Opinión

Así, este país resulta ingobernable

Va uno, de nuevo, recorriendo España en busca de esa peculiaridades locales que constituyen la sal de una campaña electoral como en la que ya, de hecho, estamos nuevamente inmersos (bueno, en realidad, siempre estamos inmersos de alguna manera en campaña desde hace cuatro años*o más). Este jueves, en Lugo, un interesante político gallego, afecto, cómo no, a Núñez Feijóo, me dio una clave: "Es ingobernable un país en el que los alquileres de una vivienda similar en la capital lucense o en Pozuelo de Alarcón pueden llegar a variar en un quinientos por ciento, o más". Se refería a esas estadísticas de Fomento que tanto revuelo han causado, según las cuales, depende de donde usted viva, puede conseguir alquilar un piso digno por un mínimo de trescientos o de novecientos euros. Un signo más, si preciso fuere, de las enormes desigualdades que jalonan la vida cotidiana de la "gente normal" en España.

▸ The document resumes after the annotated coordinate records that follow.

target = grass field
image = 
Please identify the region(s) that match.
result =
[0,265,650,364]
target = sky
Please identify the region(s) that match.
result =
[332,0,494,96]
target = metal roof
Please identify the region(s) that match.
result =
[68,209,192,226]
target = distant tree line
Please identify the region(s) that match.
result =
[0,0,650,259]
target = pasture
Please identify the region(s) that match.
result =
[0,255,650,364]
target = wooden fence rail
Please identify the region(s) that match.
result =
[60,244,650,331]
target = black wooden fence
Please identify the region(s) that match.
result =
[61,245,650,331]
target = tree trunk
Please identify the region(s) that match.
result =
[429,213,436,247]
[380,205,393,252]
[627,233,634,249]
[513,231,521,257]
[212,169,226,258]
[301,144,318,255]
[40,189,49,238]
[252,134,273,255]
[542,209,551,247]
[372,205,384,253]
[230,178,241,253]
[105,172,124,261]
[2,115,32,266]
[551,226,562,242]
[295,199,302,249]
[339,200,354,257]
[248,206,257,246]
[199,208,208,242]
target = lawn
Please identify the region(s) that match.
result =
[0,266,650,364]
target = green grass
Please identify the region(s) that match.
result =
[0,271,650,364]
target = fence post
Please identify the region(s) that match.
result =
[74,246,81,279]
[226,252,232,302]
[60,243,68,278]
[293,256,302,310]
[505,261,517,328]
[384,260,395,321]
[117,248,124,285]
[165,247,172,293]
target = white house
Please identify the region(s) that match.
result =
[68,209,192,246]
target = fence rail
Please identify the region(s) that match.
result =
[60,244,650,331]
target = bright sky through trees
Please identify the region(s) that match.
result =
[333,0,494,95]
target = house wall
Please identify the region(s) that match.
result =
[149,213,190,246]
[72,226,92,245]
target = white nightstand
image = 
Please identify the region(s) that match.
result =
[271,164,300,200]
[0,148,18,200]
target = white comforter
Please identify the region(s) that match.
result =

Leo otro informe según el cual Madrid y su entorno se están convirtiendo en polo de atracción de una migración interior que está vaciando a ritmo acelerado las comunidades limítrofes, esa España del interior que estos días me empeño en recorrer. Y esto, claro, tiene mucho que ver con el planteamiento y desarrollo de esta campaña: es muy difícil, como me decía mi interlocutor gallego, no ya lanzar mensajes uniformes para todo el territorio nacional, sino incluso hacerlo para todos los municipios de una misma Comunidad. La riqueza de ser diferente en España se está convirtiendo en el vértigo del caos.

Y no lo digo por lo que está sucediendo en una cada vez moralmente más distante Cataluña, o por los a veces esotéricos planteamientos del nacionalismo vasco a la hora de teorizar sobre su integración en el Estado: lo digo porque viajas para presentar el mismo libro de Ourense a Palencia, pongamos por caso, y te da la sensación de que hablas para públicos muy diferentes, con problemas muy distintos y hasta distantes, incluso cuando se trata de gentes de edades similares y de procedencia social más o menos parecida. Pero ¿estamos en el mismo país?, te llegas a interrogar algunas veces.

Y así, claro, las dificultades para elaborar programas: recuerdo el hundimiento electoral de un partido que basó su campaña en prometer "alquileres por quinientas pesetas". Ya entonces, corrían los finales de los años ochenta, la propuesta fue un escándalo: en unos sitios, esas quinientas pesetas eran un regalo de los dioses, pero en otros resultaba un precio escandaloso. Ahora, las diferencias territoriales han aumentado y tengo para mí que la unificación de las ofertas electorales, más allá de lo que signifique profundización de la democracia (tema crucial que no interesa demasiado ni a los partidos ni, me temo, a los electores), se vuelve imposible en una nación con diecisiete parlamentos regionales y diecisiete baronías autonómicas que moralmente comienzan a asemejarse a reinos de taifas.

No sé donde quedaron las propuestas audaces de reconsiderar a fondo la financiación territorial, ni los intentos de reforma de las administraciones central, autonómica y local, ni las pretensiones de reformar la normativa electoral para aproximar los territorios a la proporcionalidad política. Tampoco me parece haber escuchado nuevas inquietudes, con nuevos planteamientos, para homogeneizar la población en los muy diversos territorios, para poblar la España vacía aunque fuese, por qué no, con inmigrantes.

De momento, España sigue siendo, más o menos como antes, ese país peculiar con diecisiete leyes de caza diferentes y donde la calidad de los ataúdes varía por ley si te mueres en un sitio u otro. Y no he visto que ni Sánchez, ni Casado, ni Rivera, ni Iglesias ni el emergente Errejón, o, ya que estamos, Abascal y sus voxeros, tan preocupados ellos por negar la violencia de género, hayan hincado el diente en tan complicados fenómenos. Pero resulta que esto es España, señores y, si no estuvieran tan atareados recibiendo aplausos de los propios y convencidos en los mítines, y se dedicasen a hablar más con esa buena gente de las calles, indagando por sus inquietudes, carencias y aspiraciones, quizá lo comprenderían. Como decía Unamuno, hoy cinematográficamente tan de moda, el carlismo se cura viajando... lo mismo que el egocentrismo de nuestros políticos se curaría recorriendo el territorio nacional más allá del fugaz mitineo, tan satisfactorio con los vítores de los propios y el ignorar a los ajenos.